An Unprecedented Conflict Between the FTC and DOJ at the Intersection of Antitrust and Patent Law
The Federal Trade Commission’s lawsuit against Qualcomm under the antitrust laws has led to an unprecedented conflict between the FTC and the Department of Justice. In late April, the DOJ filed a “statement of interest” in the case. If Judge Koh rules against Qualcomm, the DOJ requested the right to participate in the remedy phase of the trial to introduce evidence about the harms to innovation from an “overly broad remedy,” such as breaking up Qualcomm or forcing it to renegotiate all of its licenses. The FTC responded by rejecting outright the DOJ’s request to participate in the case, calling it “untimely.” This conflict between the two principal agencies in the Executive Branch responsible for enforcing the antitrust laws is significant.
In its motion to participate, the DOJ highlighted its concern that an overreaching remedy against Qualcomm would not just negatively impact innovation in mobile telecommunications, such as Qualcomm’s ongoing development of 5G, but that it also would negatively impact “other public policies.” One such policy concern is U.S. national security interests in the development of cutting-edge technologies like 5G. China is currently racing to develop and deploy 5G and other technologies. If antitrust law stifles the ability of U.S. companies like Qualcomm to develop and deploy next-generation 5G communication technologies, this places the U.S. at a comparative disadvantage in growing its innovation economy and in protecting its national security interests.
The FTC filed its lawsuit against Qualcomm in the final weeks of the Obama Administration in early 2017 and the trial was held in January 2019. The FTC has argued that Qualcomm’s licensing of its patented technologies in 4G, and in its imminent deployment of 5G, was at rates that were too high. The contention is that this is an example of “patent holdup” that stymies innovation, reduces competition, and hurts consumers. The results of “patent holdup” are higher prices and slower rates of innovative products and services in smartphones.
The FTC case was part of a broader “patent war” between Apple and Qualcomm that was fought in courts and before antitrust agencies around the globe in which Apple contested the royalty rates it was paying for Qualcomm’s patented 4G technologies.

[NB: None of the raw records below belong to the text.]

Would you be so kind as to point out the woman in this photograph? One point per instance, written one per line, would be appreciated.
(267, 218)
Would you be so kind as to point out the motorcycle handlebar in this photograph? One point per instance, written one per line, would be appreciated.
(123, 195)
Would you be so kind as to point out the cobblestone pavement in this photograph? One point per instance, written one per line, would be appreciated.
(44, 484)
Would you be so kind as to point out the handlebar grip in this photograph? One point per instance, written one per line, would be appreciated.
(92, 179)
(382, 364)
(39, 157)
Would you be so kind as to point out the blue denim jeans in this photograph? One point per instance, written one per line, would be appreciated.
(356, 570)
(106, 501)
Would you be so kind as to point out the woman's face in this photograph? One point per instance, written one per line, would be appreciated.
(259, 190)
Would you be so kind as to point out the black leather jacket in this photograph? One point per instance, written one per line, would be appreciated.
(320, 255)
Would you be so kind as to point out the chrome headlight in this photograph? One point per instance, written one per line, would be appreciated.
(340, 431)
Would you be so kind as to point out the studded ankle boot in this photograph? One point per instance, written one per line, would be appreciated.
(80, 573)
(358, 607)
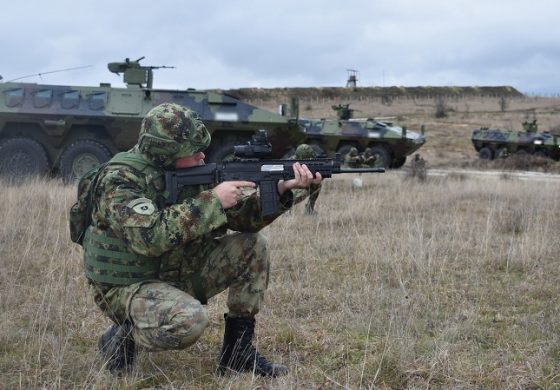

The case has raised fundamental questions about the use of models and academic theories about “patent holdup” by agencies when these are contradicted by market evidence, such as the fastest reduction in quality-adjusted prices in the smartphone industry compared to other sectors of the U.S. economy. Also, as discussed on this blog, there are new questions about the foundations of the FTC case. It appears this case were born of a campaign by Apple reaching back to 2014 to hurt Qualcomm’s patent licensing business model by making arguments before courts and antitrust enforcers that did not reflect the reality of the value of the patents on 4G and 5G telecommunications technologies.
Last month, Apple and Qualcomm settled their worldwide patent war, and it was reported that Apple paid a significant sum to Qualcomm and entered into a license to use Qualcomm’s 5G transmission technology in its iPhones. This is good news for both innovators and consumers, but the FTC case continues, sowing uncertainty that hurts both innovators in creating new technologies and consumers who benefit from the fast pace of new products and services in their smartphones. The DOJ’s unprecedented entry into the FTC’s case shines a spotlight on these concerns about regulatory overreach by antitrust authorities and the negative impact it could have on both innovation and national security.